In the evening we dined at the ––'s, chiefly a family party with the addition of Professor Huxley and his wife and ourselves. Much lively conversation, after dinner, begun among the ladies, but continued after the gentlemen appeared, on the subjects of Truth, Education, and Women's Rights, or, more strictly speaking, women's capabilities. Our hostess (Lady ––) was, if possible, more vehement and paradoxical than her wont, and vigorously maintained that truth was no virtue in itself, but must be inculcated for expediency's sake. The opposite view found a champion in Professor Huxley, who described himself as "almost a fanatic for the sanctity of truth." Lady –– urged that truth was often a very selfish virtue, and that a man of noble and unselfish character might lie for the sake of a friend, to which some one replies that after a course of this unselfish lying the noble character was pretty sure to deteriorate, while the Professor laughingly suggested that the owner had a good chance of finding himself landed ultimately in Botany Bay.

The celebrated instance of John Inglesant's perjury for the sake of Charles I. was then brought forward, and it was this which led Professor Huxley to say that in his judgment no one had the right passively to submit to a false accusation, and that "moral suicide" was as blameworthy as physical suicide. "He may refuse to commit another, but he ought not to allow himself to be believed worse than he actually is. It is a loss to the world of moral force, which cannot be afforded."
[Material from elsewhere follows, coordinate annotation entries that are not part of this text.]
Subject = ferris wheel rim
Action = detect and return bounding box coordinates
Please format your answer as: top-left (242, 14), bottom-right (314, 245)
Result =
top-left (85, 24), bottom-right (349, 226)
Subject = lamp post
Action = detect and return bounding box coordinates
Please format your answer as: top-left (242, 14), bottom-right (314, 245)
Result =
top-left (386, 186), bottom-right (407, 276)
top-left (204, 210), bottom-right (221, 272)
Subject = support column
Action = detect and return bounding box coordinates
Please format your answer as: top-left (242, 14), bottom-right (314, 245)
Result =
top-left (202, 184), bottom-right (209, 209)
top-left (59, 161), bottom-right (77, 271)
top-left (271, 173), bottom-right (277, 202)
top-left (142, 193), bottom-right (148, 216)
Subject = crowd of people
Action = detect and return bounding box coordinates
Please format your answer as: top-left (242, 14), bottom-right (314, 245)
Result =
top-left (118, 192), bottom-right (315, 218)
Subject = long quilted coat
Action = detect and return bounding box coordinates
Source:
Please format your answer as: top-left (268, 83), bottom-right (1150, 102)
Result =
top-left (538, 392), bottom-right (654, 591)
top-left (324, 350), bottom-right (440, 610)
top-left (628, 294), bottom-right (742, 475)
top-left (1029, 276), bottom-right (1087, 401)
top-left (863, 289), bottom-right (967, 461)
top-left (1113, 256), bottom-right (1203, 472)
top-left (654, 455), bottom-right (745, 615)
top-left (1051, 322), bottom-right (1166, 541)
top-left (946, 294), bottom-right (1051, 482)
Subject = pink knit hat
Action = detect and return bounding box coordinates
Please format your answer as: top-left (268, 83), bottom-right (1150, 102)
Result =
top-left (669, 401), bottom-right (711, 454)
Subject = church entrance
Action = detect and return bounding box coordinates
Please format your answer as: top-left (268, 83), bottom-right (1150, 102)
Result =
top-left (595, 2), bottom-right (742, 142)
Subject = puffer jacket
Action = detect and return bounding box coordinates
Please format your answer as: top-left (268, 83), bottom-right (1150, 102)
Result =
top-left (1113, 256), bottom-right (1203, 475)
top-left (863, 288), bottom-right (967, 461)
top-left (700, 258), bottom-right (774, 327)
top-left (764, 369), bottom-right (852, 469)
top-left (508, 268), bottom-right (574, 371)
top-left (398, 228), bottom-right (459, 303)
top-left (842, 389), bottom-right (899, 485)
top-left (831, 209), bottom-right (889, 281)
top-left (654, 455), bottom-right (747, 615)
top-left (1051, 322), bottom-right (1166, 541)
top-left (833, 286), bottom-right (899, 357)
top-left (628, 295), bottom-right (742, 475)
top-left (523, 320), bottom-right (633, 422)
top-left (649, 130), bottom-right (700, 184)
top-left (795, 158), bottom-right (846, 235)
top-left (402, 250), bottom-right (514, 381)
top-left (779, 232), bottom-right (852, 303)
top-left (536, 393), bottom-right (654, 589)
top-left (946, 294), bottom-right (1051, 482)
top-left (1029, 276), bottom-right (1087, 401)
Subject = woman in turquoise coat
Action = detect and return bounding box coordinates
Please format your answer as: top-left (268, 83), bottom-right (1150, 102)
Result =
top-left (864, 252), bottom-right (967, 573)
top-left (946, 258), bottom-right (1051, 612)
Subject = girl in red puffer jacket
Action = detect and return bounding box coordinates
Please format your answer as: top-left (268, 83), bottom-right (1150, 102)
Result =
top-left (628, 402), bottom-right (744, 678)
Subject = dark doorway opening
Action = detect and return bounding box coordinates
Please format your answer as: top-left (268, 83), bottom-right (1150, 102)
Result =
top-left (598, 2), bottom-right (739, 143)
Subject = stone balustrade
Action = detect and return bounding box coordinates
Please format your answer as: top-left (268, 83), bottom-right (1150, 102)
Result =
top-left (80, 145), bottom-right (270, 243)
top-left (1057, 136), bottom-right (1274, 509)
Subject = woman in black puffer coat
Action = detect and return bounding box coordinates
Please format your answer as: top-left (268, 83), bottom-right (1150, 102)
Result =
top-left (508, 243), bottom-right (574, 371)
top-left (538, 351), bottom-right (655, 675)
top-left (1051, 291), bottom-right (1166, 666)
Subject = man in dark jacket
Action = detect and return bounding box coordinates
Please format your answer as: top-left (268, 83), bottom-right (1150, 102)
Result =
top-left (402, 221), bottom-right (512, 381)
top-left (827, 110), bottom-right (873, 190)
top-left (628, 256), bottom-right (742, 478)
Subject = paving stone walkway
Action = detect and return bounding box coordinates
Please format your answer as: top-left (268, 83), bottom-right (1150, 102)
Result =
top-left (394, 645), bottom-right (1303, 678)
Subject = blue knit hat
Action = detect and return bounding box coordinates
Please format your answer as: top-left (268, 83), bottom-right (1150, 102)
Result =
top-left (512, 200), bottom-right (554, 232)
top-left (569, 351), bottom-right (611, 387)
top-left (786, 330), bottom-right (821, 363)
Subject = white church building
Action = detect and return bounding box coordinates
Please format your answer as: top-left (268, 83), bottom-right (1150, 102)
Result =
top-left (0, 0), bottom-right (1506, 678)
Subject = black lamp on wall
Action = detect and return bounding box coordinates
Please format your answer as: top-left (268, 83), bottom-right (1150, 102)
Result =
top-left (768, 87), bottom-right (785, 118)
. . . Then as regards women's powers. The Professor said he did not believe in their ever succeeding in a competition with men. Then he went on;–"I can't help looking at women with something of the eye of a physiologist. Twenty years ago I thought the womanhood of England was going to the dogs," but now, he said, he observed a wonderful change for the better. We asked him to what he attributed it. Was it to lawn tennis and the greater variety of bodily exercises? "Partly," he answered, "but much more to their having more pursuits –more to interest them and to occupy their thoughts and time."